Zulip Chat Archive
Stream: general
Topic: Data.Fix and a tricky termination proof
Harry Goldstein (Dec 08 2025 at 13:21):
a Hi all. I'm playing around with a way to encode Fix for types. (I see Mathlib has Fix, but I don't think that'd work if I wanted to actually run the fixed point? I want something like Data.Fix in Haskell.) I have the following so far, which seems like it should be a good start, but there are a couple of issues:
class DataFix (fixF : Type) where
f : Type → Type
instFunctorF : Functor f
instMembershipF : Membership fixF (f fixF)

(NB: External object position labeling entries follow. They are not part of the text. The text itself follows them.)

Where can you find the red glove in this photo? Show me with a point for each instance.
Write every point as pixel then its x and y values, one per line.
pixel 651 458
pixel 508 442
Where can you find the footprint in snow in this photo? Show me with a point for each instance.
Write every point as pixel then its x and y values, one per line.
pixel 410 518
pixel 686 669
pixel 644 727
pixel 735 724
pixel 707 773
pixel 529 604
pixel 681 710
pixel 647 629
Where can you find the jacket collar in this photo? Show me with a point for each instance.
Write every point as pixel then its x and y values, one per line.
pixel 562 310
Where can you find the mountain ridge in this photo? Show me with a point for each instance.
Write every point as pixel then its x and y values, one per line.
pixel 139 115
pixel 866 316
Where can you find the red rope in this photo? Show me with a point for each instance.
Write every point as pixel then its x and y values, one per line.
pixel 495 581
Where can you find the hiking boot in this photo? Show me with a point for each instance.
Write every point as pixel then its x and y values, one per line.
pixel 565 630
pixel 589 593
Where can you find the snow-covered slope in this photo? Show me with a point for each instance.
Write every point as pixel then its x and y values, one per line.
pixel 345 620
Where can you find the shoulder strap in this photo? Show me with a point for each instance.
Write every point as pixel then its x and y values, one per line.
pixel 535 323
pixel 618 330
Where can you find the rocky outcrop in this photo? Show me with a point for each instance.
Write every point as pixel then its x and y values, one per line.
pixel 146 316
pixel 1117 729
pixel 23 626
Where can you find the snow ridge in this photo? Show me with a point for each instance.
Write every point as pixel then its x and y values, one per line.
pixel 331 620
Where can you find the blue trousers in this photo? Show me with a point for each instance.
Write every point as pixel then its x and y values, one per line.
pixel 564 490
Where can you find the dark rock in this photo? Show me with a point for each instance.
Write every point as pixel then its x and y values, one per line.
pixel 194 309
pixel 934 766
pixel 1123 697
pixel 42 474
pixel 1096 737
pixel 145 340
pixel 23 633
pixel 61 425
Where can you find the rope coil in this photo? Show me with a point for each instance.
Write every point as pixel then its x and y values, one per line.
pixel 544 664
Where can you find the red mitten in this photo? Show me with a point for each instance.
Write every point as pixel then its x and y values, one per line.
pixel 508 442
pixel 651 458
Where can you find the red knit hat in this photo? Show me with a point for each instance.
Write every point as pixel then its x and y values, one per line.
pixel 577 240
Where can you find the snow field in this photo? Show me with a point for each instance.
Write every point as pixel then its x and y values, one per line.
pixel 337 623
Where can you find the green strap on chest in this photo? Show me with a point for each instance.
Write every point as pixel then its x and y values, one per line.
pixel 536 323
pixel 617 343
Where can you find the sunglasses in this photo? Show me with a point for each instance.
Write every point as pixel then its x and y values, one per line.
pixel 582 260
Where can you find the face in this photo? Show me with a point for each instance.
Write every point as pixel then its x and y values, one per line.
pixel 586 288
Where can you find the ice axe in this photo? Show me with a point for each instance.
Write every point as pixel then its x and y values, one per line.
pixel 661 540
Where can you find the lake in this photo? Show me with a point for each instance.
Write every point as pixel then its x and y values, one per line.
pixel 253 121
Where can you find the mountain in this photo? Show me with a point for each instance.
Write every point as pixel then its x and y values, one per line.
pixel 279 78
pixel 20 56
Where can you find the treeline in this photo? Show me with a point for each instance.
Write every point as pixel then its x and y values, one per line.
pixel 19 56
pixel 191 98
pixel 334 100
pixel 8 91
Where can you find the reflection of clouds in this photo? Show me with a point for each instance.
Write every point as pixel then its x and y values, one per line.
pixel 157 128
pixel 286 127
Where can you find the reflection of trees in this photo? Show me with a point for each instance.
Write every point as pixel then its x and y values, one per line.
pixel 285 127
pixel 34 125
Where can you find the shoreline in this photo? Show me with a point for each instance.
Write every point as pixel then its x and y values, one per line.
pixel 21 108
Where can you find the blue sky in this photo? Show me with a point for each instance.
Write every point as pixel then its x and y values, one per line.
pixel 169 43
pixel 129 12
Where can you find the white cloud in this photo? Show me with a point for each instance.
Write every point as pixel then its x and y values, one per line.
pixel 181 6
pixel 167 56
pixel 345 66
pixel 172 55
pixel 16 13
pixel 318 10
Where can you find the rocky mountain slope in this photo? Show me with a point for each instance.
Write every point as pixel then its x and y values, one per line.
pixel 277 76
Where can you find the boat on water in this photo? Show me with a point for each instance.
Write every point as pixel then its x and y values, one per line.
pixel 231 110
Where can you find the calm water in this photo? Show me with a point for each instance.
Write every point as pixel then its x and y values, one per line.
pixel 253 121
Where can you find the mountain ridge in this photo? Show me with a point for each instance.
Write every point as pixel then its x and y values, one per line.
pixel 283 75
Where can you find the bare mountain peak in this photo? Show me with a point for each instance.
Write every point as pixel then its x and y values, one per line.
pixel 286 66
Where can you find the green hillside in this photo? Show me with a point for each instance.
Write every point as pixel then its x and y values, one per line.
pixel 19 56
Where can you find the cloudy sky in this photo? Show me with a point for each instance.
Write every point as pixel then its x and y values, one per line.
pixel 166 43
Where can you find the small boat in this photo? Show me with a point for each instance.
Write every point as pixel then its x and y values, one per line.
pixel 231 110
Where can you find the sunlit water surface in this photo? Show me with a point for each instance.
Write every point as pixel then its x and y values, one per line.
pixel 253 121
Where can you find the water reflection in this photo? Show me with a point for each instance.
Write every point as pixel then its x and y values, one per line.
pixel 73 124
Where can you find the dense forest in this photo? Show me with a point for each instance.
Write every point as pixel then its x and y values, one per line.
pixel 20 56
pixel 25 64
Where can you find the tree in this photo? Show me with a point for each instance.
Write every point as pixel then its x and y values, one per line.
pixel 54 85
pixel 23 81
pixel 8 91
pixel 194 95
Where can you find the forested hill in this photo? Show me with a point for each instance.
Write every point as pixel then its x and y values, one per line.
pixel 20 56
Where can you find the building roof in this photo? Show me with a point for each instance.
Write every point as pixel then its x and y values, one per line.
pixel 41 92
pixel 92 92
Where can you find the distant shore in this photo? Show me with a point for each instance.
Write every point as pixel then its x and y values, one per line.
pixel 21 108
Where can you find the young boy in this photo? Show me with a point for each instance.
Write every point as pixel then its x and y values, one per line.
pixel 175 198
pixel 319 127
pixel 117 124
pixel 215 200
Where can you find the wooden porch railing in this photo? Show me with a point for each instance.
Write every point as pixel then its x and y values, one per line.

unfoldStep : fixF → f fixF
foldStep : f fixF → fixF
def DataFix.base (fixF : Type) [DataFix fixF] : Type → Type := DataFix.f fixF
instance DataFix.instFunctorBase [DataFix fixF] : Functor (base fixF) := DataFix.instFunctorF
class LawfulDataFix (fixF : Type) extends DataFix fixF where
unfoldStep_foldStep_id : Function.LeftInverse foldStep unfoldStep
foldStep_unfoldStep_id : Function.RightInverse foldStep unfoldStep
unfoldStep_size : x ∈ unfoldStep y → sizeOf x < sizeOf y
def DataFix.fold [LawfulDataFix fixF] (alg : base fixF β → β) (x : fixF) : β :=
(alg ∘ Functor.map (fold alg) ∘ unfoldStep) x
termination_by sizeOf x
decreasing_by
-- apply LawfulDataFix.unfoldStep_size
sorry
The first issue is that I'm not sure about the best way to say "when you call Functor.map on this, everything you find will be smaller" — I'm currently encoding it with Membership but I doubt that's correct. But there's also a more basic issue, which is that I don't actually know how to access my assumptions about fixF in the decreasing_by proof. Any advice, either about the mechanics or about the broader modeling question, would be much appreciated.
EDIT: I managed to get it to work with PFunctor, which makes a lot of sense in retrospect.